Evaluator
The quality gate for automated pipelines — an evaluator scores another actor's output against weighted criteria and emits a standardized 0–100 scorecard, using custom code, an LLM-as-judge, or both, so a run can be measured the same way every time.
Working with it
Opening a Evaluator launches a code editor — its dedicated working surface.
How it appears
The same element type rendered as a definition, a circle instance, and a live workspace card.
When to use / not
When to use
- Scoring an agent's output after a task — attach it as a modifier and, once you turn its auto mode on (off by default, so attaching one never silently scores every call), the runtime runs it on each invocation and flags low-quality results.
- Grading along multiple weighted dimensions (accuracy, clarity, empathy, …) into one comparable score rather than a single yes/no check.

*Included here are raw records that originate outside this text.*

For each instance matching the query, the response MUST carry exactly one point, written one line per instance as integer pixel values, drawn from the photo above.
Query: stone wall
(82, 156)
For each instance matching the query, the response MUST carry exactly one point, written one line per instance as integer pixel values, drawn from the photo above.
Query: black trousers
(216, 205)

- Using an LLM-as-judge to rate subjective output an assertion can't express — turn on llm_assisted and point it at a model and prompt.
- Tracking whether quality is improving or regressing over time, and sampling only a fraction of high-throughput output to keep cost down in live stages.
When not to use
- Stopping a flow when output is bad — an evaluator records a score, it does not halt execution; branch on the result with a condition element instead.

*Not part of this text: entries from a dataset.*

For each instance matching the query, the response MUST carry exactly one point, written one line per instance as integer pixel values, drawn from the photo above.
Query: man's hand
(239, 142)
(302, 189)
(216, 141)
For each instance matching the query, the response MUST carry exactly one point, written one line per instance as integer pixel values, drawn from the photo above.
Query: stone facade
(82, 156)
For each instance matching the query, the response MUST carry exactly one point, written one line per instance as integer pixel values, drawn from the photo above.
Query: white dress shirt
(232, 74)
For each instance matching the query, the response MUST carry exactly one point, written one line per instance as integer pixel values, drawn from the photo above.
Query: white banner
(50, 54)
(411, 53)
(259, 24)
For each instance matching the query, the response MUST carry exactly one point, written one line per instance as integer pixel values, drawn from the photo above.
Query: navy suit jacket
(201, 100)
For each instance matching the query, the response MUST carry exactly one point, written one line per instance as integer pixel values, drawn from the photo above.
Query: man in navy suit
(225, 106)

- Enforcing a hard input schema or rejecting malformed data outright — that is the validation modifier's job; an evaluator measures quality, it doesn't bounce bad shapes.
- Stripping or masking forbidden content — reach for filter-words; an evaluator scores, it doesn't rewrite.
Topology
Attaches to another element as a modifier, shaping that element's behaviour rather than running on its own.
Properties
criteriaarray- Evaluation criteria — each criterion is scored independently then aggregated
scaleobject- Evaluation scale — defines the range for criterion scores. Scores are normalized to 0-100 internally.

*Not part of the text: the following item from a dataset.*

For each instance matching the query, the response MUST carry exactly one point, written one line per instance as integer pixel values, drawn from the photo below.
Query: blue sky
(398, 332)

modestring- Evaluation mode. 'code' forces the inline/handler code path (deterministic, fast). 'llm' forces LLM-assisted evaluation (flexible, uses rubrics). 'delegate' forces scoring via the referenced actor in spec.element.ref (an agent or function). 'auto' selects delegate if spec.element.ref is set, else LLM if llm_assisted.enabled is true, otherwise falls back to code.
elementobject- Delegate scoring to a referenced actor element (an agent or function) instead of inline code or the LLM judge. The referenced element is invoked with the content to evaluate, and its output is normalized into the standard scorecard.
autoboolean- Auto-invoke this evaluator after every run of the element it is attached to. When true, the platform runs this evaluator against the target's output automatically (no explicit evaluate call) and emits an evaluator.auto_evaluate.completed event — the basis of the test-driven evaluator loop. Default off so attaching an evaluator never silently adds an evaluation to every production invocation. Honors sampling.rate.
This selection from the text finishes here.